Tulipwood was chosen for the positive influence wood has on people and for the beauty, strength and warmth inherent to the species.
Wood is known to significantly reduce blood pressure, heart rates and recovery times. And according to the Wood Housing Humanity Report 2015, it has more health and well-being benefits than any other building material.
The design of Maggie’s Oldham is less about form and more about content.
Supported on slender columns, the building floats above a garden framed by pine, birch and tulip poplar trees. From a central oasis, a tree grows up through the building, bringing nature inside.
Maggie’s Oldham (the 21st such centre for people living with cancer) is the first permanent building constructed from sustainable tulipwood (poplar) CLT. The tulipwood has been carefully detailed to bring out its natural beauty. The slatted ceiling was created from wood left over from the CLT fabrication process, ensuring no waste. Externally the building is draped in custom-fluted, thermally modified tulipwood.
Architects dRMM wanted to design the latest Maggie’s in wood, and to stretch boundaries in timber-based construction. With its core structure in light and super-strong CLT, the new building brings together the client’s brief and architect’s ambition seamlessly.
This pioneering piece of permanent architecture is constructed from more than 20 panels of five-layer cross-laminated American tulipwood, ranging in size from 0.5m – 12m long.
"It was an extremely efficient construction process, completed in a year, due to the large amount of off-site fabrication and absence of wet trades the timber allowed." says Maggie's spokesperson, Chris Watson.
American tulipwood is claimed to be 70% stronger in bending than a typical CLT grade softwood. The structural CLT panels for Maggie’s Oldham were developed by CLT specialists, Züblin Timber.
CLT walls are a key part of the structure of the building, but they are also the major decorative feature throughout.
The exterior of Maggie's Oldham is draped in custom-fluted thermally modified tulipwood – the first building in the UK to be entirely clad in the product.
The thermo-treated timber is made by kilning without oxygen to over 200oc, altering the timber at a cellular level.

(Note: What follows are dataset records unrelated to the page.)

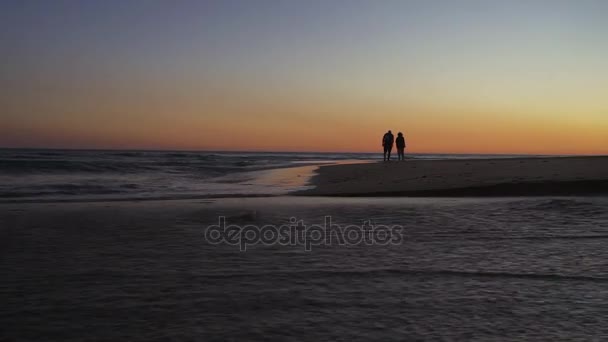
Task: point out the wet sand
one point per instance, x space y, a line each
548 176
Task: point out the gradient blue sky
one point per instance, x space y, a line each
456 76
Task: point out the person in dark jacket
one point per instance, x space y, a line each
387 142
400 146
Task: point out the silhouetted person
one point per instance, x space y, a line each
400 142
387 142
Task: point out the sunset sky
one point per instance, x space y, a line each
455 76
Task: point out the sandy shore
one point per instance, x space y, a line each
474 177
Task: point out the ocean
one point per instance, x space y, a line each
80 175
82 261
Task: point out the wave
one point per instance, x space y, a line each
309 274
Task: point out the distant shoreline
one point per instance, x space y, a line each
535 176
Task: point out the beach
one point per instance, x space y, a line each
537 176
466 269
133 257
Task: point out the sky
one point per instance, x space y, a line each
455 76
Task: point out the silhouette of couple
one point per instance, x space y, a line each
387 142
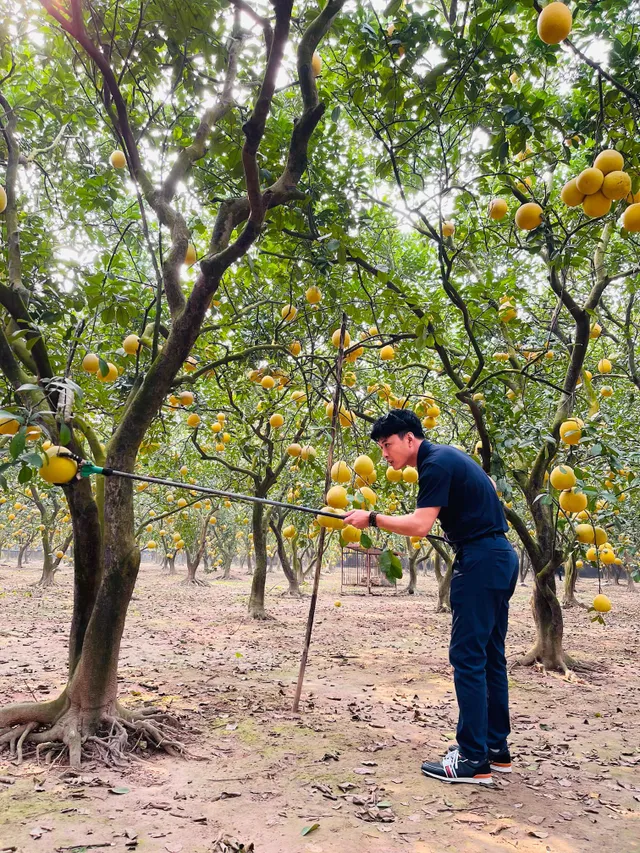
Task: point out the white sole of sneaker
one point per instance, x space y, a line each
476 780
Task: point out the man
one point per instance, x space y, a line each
455 490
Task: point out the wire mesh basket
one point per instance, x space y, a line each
360 571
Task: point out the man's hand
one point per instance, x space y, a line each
358 518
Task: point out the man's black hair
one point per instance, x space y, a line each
398 422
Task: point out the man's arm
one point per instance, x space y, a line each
417 523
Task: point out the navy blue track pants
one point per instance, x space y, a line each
485 573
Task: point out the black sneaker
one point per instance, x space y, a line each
500 760
456 768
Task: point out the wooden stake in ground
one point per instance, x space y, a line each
337 395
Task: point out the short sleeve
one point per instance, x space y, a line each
434 486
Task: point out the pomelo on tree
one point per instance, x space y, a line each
90 362
554 23
616 185
337 497
335 338
409 474
58 467
562 477
131 344
601 603
497 209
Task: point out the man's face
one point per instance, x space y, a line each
398 451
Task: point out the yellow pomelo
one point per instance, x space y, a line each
497 209
616 185
410 475
57 466
609 161
387 353
529 216
631 218
112 373
90 362
369 495
118 160
364 466
601 603
571 195
131 344
393 475
554 23
351 534
589 181
337 497
570 432
596 205
562 478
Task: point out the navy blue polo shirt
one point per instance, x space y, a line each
450 479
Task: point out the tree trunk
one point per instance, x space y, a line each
256 601
570 578
524 566
289 573
547 650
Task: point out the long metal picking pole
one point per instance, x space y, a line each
88 468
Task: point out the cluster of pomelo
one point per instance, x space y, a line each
597 187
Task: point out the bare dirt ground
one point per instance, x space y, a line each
378 699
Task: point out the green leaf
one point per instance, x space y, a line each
17 444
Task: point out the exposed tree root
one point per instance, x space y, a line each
559 662
109 738
195 581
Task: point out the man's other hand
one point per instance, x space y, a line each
358 518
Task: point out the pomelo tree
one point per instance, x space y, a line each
141 99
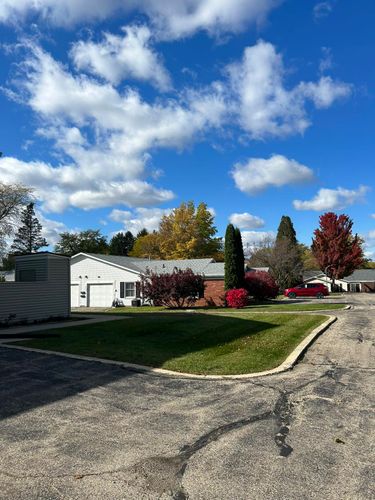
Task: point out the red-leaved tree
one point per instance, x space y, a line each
176 289
334 246
261 285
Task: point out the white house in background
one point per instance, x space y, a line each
362 280
97 280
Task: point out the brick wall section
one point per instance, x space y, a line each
213 293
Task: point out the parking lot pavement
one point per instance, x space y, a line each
73 429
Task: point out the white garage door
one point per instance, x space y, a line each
74 295
100 295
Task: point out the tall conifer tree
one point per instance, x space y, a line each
28 238
240 257
233 258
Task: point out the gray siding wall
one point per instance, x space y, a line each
32 301
38 300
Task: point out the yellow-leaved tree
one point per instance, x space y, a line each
147 246
188 232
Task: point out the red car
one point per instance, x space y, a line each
317 290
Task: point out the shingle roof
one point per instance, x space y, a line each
141 265
215 270
308 275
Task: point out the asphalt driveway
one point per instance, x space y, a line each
82 430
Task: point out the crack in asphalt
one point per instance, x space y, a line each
283 414
164 474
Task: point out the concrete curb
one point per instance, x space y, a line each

The cladding was also made to dRMM bespoke corrugated profile by Morgan's Timber, which adds interesting shadows to the buildings exterior as well as providing a larger surface area for drying.

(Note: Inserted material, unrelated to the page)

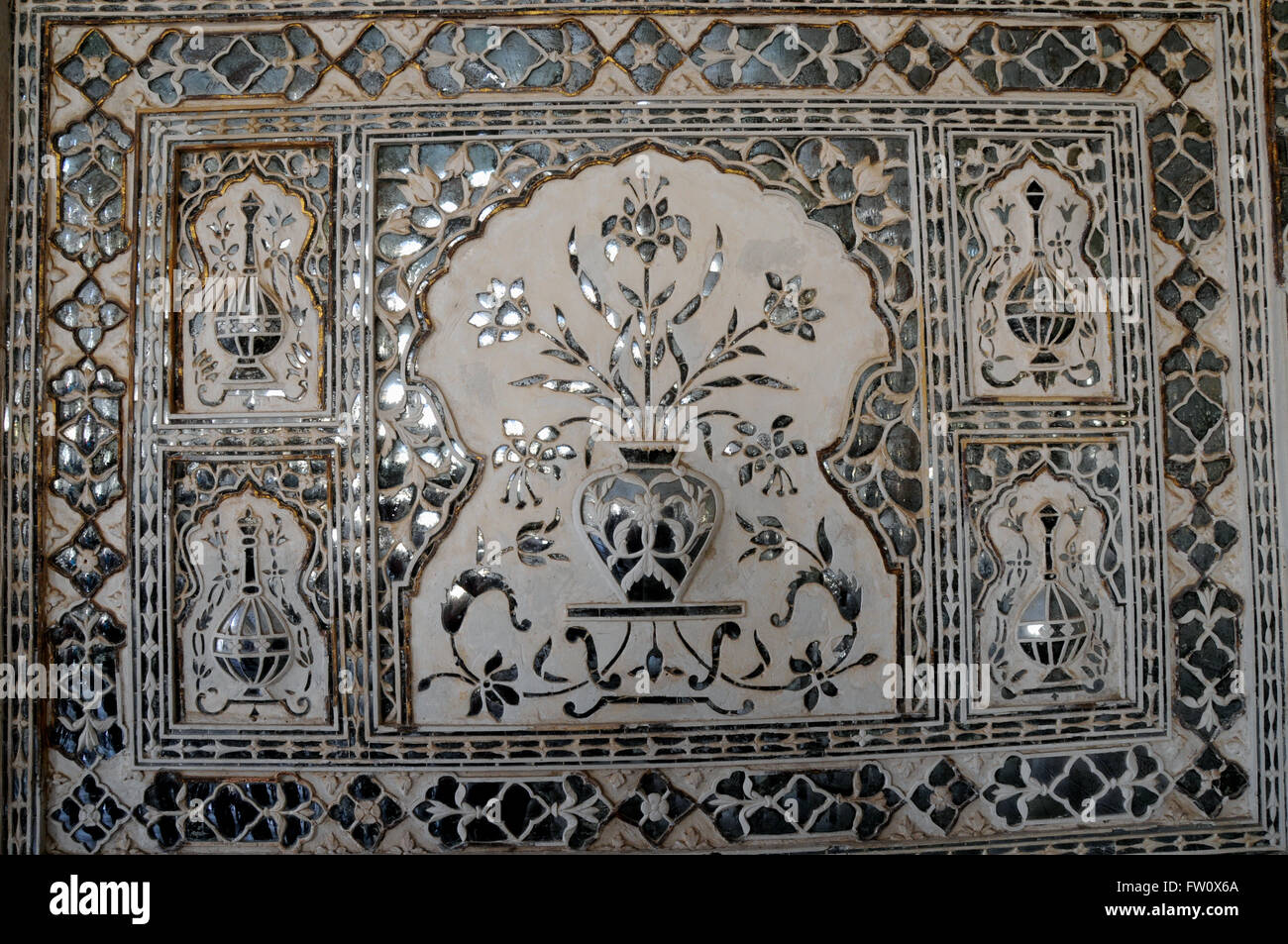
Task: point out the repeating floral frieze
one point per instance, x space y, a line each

Thermally modified American ash exterior decking is covered by an extended roof canopy – important shelter for people with light-sensitive skin from radiotherapy.
The finished building is thoughtful, holistic, therapeutic, warm and filled with surprises. Even the smallest detail has been carefully considered and chosen to improve the patients' wellbeing. It stands as a pivotal moment for modern architecture and timber in construction.
The project's most arresting feature is 'the hole in the middle' – a curved glass glazing with a tree reaching through the middle of it. CLT wall panels gently follow the curvature of the glass, creating a smooth, guiding flow around the building for visitors.
CLT walls add significantly to the decorative appearance inside the centre. Alex de Rijke of dRMM says the strong emphasis on wood finishes is because, "In wood there is hope, humanity, scale, warmth – and nature's clever plan to absorb carbon.
"Wood is also a non-toxic, versatile, benign anti-carcinogenic material."
The wholesale adoption of wood includes American white oak instead of 'cold metal' for door handles and support rails, which can be harsh on sensitive skin caused by chemotherapy treatment.